Sábado doce del mediodía. Hoy voy a ver ‘Miguel de Molina al desnudo’ en Badalona. Estoy inquieto. Casi nervioso. Me emociona volver a mi ciudad con mi primera producción teatral. Me siento muy querido allí.



 

Sé que va a ser una noche especial: me reencuentro con amigos, irá toda mi familia al teatro y los de la discoteca Titus –aquella en la que no me dejaban entrar cuando era más joven porque se veía a la legua que provenía del barrio– me ceden un reservado para tomar algo con mis amigos.

 

La función se representa en el precioso y remodelado Teatre Zorrilla, un lugar que cuando yo era pequeño albergaba unos recreativos bastante cutres.

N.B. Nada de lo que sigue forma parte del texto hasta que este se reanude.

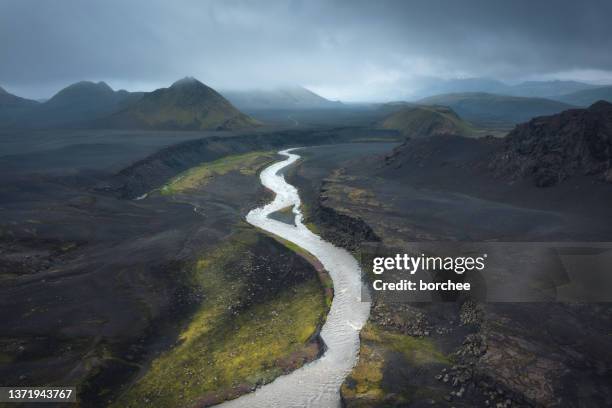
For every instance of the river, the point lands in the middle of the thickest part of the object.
(316, 384)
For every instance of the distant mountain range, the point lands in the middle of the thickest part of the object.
(495, 110)
(587, 97)
(187, 104)
(551, 149)
(12, 106)
(287, 98)
(541, 89)
(416, 121)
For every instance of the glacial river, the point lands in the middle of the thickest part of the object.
(316, 384)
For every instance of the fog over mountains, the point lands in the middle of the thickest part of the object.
(341, 50)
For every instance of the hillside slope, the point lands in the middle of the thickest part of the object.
(12, 107)
(588, 96)
(287, 98)
(551, 149)
(187, 104)
(73, 106)
(424, 121)
(496, 110)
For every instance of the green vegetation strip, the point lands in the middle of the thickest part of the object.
(247, 164)
(365, 383)
(222, 354)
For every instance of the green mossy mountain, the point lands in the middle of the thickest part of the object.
(187, 104)
(424, 121)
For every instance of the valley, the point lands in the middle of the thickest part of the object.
(154, 252)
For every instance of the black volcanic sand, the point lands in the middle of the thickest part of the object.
(508, 354)
(93, 286)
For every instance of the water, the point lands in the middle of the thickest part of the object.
(316, 384)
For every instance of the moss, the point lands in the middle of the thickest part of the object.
(226, 349)
(247, 164)
(416, 350)
(365, 387)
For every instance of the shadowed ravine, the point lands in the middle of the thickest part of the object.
(316, 384)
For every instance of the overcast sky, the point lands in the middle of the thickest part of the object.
(349, 50)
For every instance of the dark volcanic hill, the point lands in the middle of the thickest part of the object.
(588, 96)
(424, 121)
(13, 106)
(186, 105)
(553, 148)
(10, 101)
(496, 110)
(74, 106)
(286, 98)
(79, 103)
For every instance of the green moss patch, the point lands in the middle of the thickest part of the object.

Como todos los de la época: poca luz, humo de tabaco como si fuera un incendio, ambiente un tanto lumpen.

 

Hoy me acuerdo muchísimo de mi padre. Sé que lo hubiera disfrutado. Carlota Corredera, que a intensa no le gana nadie, me advierte por teléfono: “Disfrútalo porque lo que vas a vivir esta noche es lo mejor que te va a pasar en años”. Lo ha conseguido. Estoy a punto de enchufarme un lexatín.

 

Llegar a mi ciudad. Que al llegar al Teatre Zorrilla te aplaudan cuando entras. Ver a tu madre haciéndose fotos con los paisanos que abarrotan la platea del teatro. Que Ángel Ruiz esté como nunca. Que César Belda toque como si no hubiera mañana. Que el público siga la representación con sumo interés y aplaudan a rabiar al final de la misma.

 

Ver a todo un teatro puesto en pie. Esto es la felicidad.